In the past few years, Boeing (NYSE:BA) has built a reputation as a great stock for income-seeking investors to hold. Just since 2013, the company has nearly tripled its quarterly payout from $0.485 to $1.42.
If history is a guide, Boeing will announce another dividend increase next week. Based on its stellar 2017 cash flow performance, the company is likely to give investors a generous income boost for 2018.
Boeing accelerated its dividend growth last year
From 2013 to 2015, Boeing began to moderate its dividend growth rate. After increasing its dividend by 51% in 2013, the company boosted its payout by 25% in 2014 and 20% in 2015.
At this time last year, I expected Boeing to continue that trend in 2016, raising its dividend by 15%-20%. By contrast, some analysts expected an increase of as much as 50%. Ultimately, Boeing implemented one of its biggest dividend increases ever, raising its quarterly dividend by 30% to $1.42.
Based on Boeing's 2016 year-end share count, this move put the company on the hook for annual dividend payments of nearly $3.6 billion. That was equivalent to roughly 45% of its 2016 free cash flow, which totaled $7.9 billion.
No reason to stop now
Given that Boeing's board was willing to raise the company's dividend by 30% last year -- after Boeing grew free cash flow by 14% during 2016 -- it seems likely to approve another significant increase for the upcoming year.
First, Boeing's dividend yield has plunged over the past 12 months, simply because Boeing stock has gained more than 75% since the company announced its last dividend increase a year ago. Based on Boeing's current payout and stock price, the yield is barely above 2%, compared with about 3.6% right after the announcement last December.
Second, Boeing's cash flow has surged during 2017. Through the first three quarters of the year, Boeing produced free cash flow of $9.1 billion, up 62% year over year. The company has also raised its full-year cash flow guidance multiple times.
As of October, Boeing's full-year guidance called for operating cash flow of about $12.5 billion, along with $2.0 billion of capital spending. That would imply free cash flow generation of approximately $10.5 billion, up 33% year over year. Meanwhile, the annualized cost of Boeing's current dividend has declined to around $3.4 billion, because of the company's share repurchases. That means Boeing has the flexibility to implement a meaningful dividend increase.
Time to bring the yield back up
Despite the huge increase in its free cash flow this year, Boeing sees lots of upside for cash flow. On the company's Q3 earnings call, management reiterated its long-standing forecast that cash flow will grow each year through the end of the decade.

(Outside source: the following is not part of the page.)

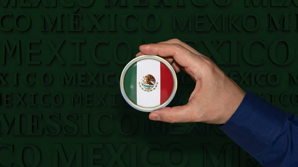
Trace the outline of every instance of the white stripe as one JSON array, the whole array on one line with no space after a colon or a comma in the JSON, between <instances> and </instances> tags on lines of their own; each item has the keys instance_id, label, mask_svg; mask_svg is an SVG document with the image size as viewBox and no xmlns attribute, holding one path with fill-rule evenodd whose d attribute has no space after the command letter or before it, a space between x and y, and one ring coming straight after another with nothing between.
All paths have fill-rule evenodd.
<instances>
[{"instance_id":1,"label":"white stripe","mask_svg":"<svg viewBox=\"0 0 298 167\"><path fill-rule=\"evenodd\" d=\"M142 90L139 85L139 82L142 82L142 80L144 79L143 76L145 76L148 74L151 74L154 76L156 82L158 83L155 89L149 92ZM146 59L138 61L137 64L137 81L138 84L138 88L137 89L137 105L146 108L151 108L159 106L160 103L160 62L149 59Z\"/></svg>"}]
</instances>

As a result, even if capital spending ticks up again in 2018, Boeing could generate free cash flow of around $11 billion. It can thus easily afford to raise its dividend by another 20%-30% for the upcoming year.
At the high end of that range, Boeing would still be paying out just $4.4 billion a year -- or less if you account for the company's likely share-repurchase activity. Most investors would agree that paying a dividend equal to 40% of free cash flow is entirely reasonable.
By raising its dividend 20%-30%, Boeing would boost the yield on its stock to 2.5% or more. (Of course, that assumes no change in the stock price.) I expect Boeing's board to do just that at its upcoming meeting. And if Boeing meets its future cash flow targets, there will be plenty of room for additional dividend increases after 2018.